Mustafa Alani, security and defense department director, Gulf Research Center

Syria said Monday it was ready to help confront the rising threat from the Islamic State group, but warned the United States against carrying out airstrikes without Damascus’ consent, saying any such attack would be considered an aggression.

In seeking to portray itself as a partner for the international community, Syria seemed intent on capitalizing on the growing clamor among some U.S. officials, including military leaders, to expand the current American air campaign against the Islamic extremists in Iraq and to hit them in Syria as well.

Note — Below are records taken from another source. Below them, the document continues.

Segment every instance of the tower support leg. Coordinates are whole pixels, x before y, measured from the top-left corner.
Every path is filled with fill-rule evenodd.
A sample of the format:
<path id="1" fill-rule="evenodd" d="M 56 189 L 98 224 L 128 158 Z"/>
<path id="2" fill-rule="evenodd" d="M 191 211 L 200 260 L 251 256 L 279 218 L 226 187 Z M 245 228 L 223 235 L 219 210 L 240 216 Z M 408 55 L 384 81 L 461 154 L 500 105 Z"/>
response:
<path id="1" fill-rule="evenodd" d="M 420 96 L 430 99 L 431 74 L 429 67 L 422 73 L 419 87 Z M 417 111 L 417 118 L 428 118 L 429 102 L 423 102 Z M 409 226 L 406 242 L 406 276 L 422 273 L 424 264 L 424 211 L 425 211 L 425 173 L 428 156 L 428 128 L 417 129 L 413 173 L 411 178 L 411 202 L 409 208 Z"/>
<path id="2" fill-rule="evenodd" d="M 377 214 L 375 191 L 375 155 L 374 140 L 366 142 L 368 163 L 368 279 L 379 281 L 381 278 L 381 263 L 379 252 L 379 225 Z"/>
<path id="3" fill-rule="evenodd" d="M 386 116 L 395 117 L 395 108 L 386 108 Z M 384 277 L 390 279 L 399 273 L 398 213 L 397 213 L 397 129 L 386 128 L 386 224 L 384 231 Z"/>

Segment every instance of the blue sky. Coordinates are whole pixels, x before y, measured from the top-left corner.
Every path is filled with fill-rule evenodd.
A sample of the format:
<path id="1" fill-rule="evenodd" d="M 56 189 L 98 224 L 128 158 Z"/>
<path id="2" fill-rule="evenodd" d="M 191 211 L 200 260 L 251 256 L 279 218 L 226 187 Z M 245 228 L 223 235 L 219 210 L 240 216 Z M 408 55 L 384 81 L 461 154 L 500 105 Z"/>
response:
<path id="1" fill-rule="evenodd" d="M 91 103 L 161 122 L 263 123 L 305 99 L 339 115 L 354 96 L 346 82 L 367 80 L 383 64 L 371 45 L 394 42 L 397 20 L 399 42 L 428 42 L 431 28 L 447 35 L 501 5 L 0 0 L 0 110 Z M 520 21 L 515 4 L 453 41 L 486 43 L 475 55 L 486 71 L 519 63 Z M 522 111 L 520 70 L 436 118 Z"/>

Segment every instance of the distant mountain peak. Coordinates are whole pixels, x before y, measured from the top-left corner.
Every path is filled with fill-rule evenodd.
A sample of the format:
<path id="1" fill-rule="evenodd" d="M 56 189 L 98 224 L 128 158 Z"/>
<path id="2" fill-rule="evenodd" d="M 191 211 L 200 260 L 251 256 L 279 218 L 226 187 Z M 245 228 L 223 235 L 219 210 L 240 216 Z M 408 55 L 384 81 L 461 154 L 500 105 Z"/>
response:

President Barack Obama has long been wary of getting dragged into the bloody and complex Syrian civil war that the United Nations says has killed more than 190,000 people. But the extremist group’s rampage across wide swaths of Iraq, declaration of a state governed by their harsh interpretation of Islamic law in territory spanning the Iraq-Syria border, and grisly beheading of an American journalist, have injected a new dynamic into those calculations.

Now, Obama faces pressure from his own military leaders to go after the extremists inside Syria, including Gen. Martin Dempsey, chairman of the Joint Chiefs of Staff, who said at a news conference last Thursday that the Islamic State has an “apocalyptic, end-of-days strategic vision” for the Middle East and cannot be defeated unless confronted head-on in Syria.

Speaking in Damascus, Syrian Foreign Minister Walid al-Moallem appeared acutely aware of how much has changed since last August, when the U.S. was threatening to carry out punitive airstrikes against Assad’s government in the wake of a chemical attack. Since then, global disapproval has shifted away from Assad and toward the Islamic extremists who are fighting him and spreading destruction across Syria and Iraq.

Al-Moallem told reporters his government is ready “to cooperate and coordinate” with any side, including the U.S., against the Islamic State group. But he said any military action inside Syria should be coordinated with the Syrian government.

“Any strike which is not coordinated with the government will be considered as aggression,” he said.

He said Damascus has warned repeatedly of the threat of terrorism and the need to cut off resources and funding, but “no one listened to us.” Syria’s government has long described the rebels fighting to topple Assad as “terrorists” in a foreign conspiracy.

In Moscow, Russian Foreign Minister Sergey Lavrov also said Western nations that long refused to condemn Assad’s enemies were now coming to realize the threat posed by the Islamic State group.

The West, he said, will “have to choose what is more important: to change the regime and satisfy personal antipathies with the risk that the situation will crumble, or find pragmatic ways to join efforts against the common threat, which is the same for all of us — terrorism.”

But the Abbas regime’s warnings about the Islamic State group ring hollow to many in the opposition, who have watched Damascus turn a blind eye to the militants’ expansion in Syria for more than a year. Many even accuse the government of facilitating the group’s rise at the expense of more mainstream rebel factions.

White House spokesman Josh Earnest said Monday that Obama has not made a decision on whether to take military action inside Syria, but noted that the president has demonstrated his willingness to take military action to protect American citizens.

Earnest tried to tamp down the notion that strikes against the Islamic State could have the unintended consequence of bolstering the Syrian government, saying: “We’re not interested in trying to help the Assad regime.” However, he noted that there are “a lot of cross-pressures here in this situation.”

Al-Moallem’s news conference came a day after jihadis captured a major military air base in northeastern Syria, eliminating the last government-held outpost in a province otherwise dominated by the Islamic State group. After several failed attempts, Islamic State fighters stormed the Tabqa air base Sunday, killing dozens of troops inside.

At least one-third of Syrian territory is said to be in the hands of the radical Islamic State, and the loss of the airbase put the entire east Syrian province of Raqqa in the militant’s hands, a severe setback for Assad.